To provide a method by which Wabajack can assist mod authors in maintaining creative control over their mods while still allowing for more rapid installation of mods
- Users can download a mod, change it and create an installer with Wabbajack that publishes these changes via binary patching this goes against usage restrictions for "no modifications of this mod are allowed".
- Users can extract BSAs with Wabbajack, going against warnings for no BSA extraction
- The nexus doesn't seem to provide a good way to track a modder's desire to not allow end users to modify their files
- Wabbajack allows downloading from 3rd party sites that does not maintain author's rights. We currently have a "who cares" attitude, which isn't condusive to collaboration with the modding community. It would be good to improve this situation.
- Wabbajack maintain a list of authors/mods who have opted out of allowing their mods to be modified.
- This list will be editable via a GitHub PR (a hassle for authors), or by including a magic string
WABBAJACK_OPT_OUT_OF_MODIFICATION
(or something similar) to their mod summary page. - Wabbajack will query this info during compilation and refuse to binary patch or extract BSAs for any mod in this list.
- Wabbajack will switch to using code signing for releases, and a non-exe distributed modlist. Modlists will become serialized blobs of data, and not executable code. This means users will know when they are using a unofficial build. And thus someone disabling these content control features will create a modlist that no official Wabbajack build will install.
- Wabbajack will scan files from 3rd party sites to try and find matches with the "opt-out" list. This matching will be done via SHA256 (not very useful) and via filename. So if author
modder334
has opted out and his mod containsmodder334s_immersive_cheese_reborn.esp
, Wabbajack will never create a modlist that downloads opt-out files from a 3rd party site.
There's reason to be leery of Google Drive and Dropbox too unless the mod author themselves is specifically promoting those avenues over the use of others, but in general those are regarded as likely safe whereas Mega and Mediafire are generally assumed to be illegitimate.

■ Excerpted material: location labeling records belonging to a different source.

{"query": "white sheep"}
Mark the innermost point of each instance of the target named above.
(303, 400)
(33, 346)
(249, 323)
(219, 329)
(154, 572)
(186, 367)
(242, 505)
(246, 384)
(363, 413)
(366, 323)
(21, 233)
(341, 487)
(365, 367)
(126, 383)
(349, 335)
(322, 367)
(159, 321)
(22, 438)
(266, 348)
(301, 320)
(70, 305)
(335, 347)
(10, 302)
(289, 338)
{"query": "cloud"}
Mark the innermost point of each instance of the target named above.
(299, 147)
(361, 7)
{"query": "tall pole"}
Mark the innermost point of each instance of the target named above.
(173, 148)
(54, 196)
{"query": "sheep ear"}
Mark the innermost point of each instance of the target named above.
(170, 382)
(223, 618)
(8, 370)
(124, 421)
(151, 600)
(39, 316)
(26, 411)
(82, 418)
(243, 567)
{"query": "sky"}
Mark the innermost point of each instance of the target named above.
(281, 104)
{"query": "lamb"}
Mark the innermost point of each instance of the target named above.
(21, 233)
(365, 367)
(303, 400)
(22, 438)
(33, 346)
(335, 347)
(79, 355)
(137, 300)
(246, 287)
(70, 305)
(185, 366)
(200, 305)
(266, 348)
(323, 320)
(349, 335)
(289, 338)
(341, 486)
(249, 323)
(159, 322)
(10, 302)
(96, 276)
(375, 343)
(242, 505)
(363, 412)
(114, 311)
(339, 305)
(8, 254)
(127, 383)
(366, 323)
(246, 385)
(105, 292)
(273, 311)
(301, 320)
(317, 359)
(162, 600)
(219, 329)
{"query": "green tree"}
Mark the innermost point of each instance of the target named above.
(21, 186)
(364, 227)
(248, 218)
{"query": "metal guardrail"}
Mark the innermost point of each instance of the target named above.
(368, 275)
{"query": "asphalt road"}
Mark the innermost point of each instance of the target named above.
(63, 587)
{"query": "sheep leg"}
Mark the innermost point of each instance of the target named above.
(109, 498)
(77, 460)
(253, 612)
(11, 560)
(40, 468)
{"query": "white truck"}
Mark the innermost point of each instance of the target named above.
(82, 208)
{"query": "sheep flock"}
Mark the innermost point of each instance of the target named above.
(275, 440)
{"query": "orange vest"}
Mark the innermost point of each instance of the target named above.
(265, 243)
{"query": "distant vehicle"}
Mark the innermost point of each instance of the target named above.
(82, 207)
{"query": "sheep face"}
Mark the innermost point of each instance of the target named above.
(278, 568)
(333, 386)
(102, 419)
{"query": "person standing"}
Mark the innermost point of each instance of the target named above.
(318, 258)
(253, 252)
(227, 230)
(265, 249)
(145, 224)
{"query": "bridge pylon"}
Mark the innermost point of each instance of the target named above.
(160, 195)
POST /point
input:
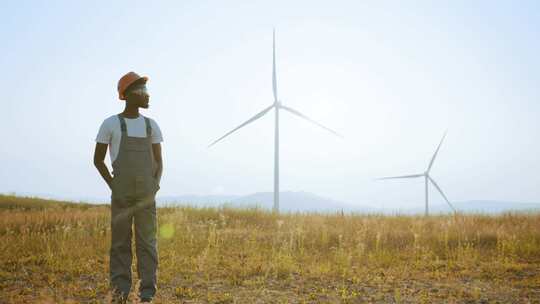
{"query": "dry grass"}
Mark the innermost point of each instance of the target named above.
(54, 252)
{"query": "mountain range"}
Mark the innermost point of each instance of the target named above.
(300, 201)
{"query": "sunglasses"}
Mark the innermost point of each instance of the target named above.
(139, 91)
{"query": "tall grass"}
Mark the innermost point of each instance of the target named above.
(225, 255)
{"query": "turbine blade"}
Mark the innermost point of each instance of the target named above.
(440, 191)
(402, 176)
(274, 77)
(295, 112)
(252, 119)
(436, 152)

I can't speak for other authors on this, but I think if Nexus meets it halfway and offers additional permission options that specify a no-modification and no-reupload policy (they already do, but hook them into the API) then I could live with Wabbajack being able to download the file. I just don't like the idea that this kind of download system strongly marginalizes the mod authors to the point where you end up with a community devoid of diversity like Minecraft.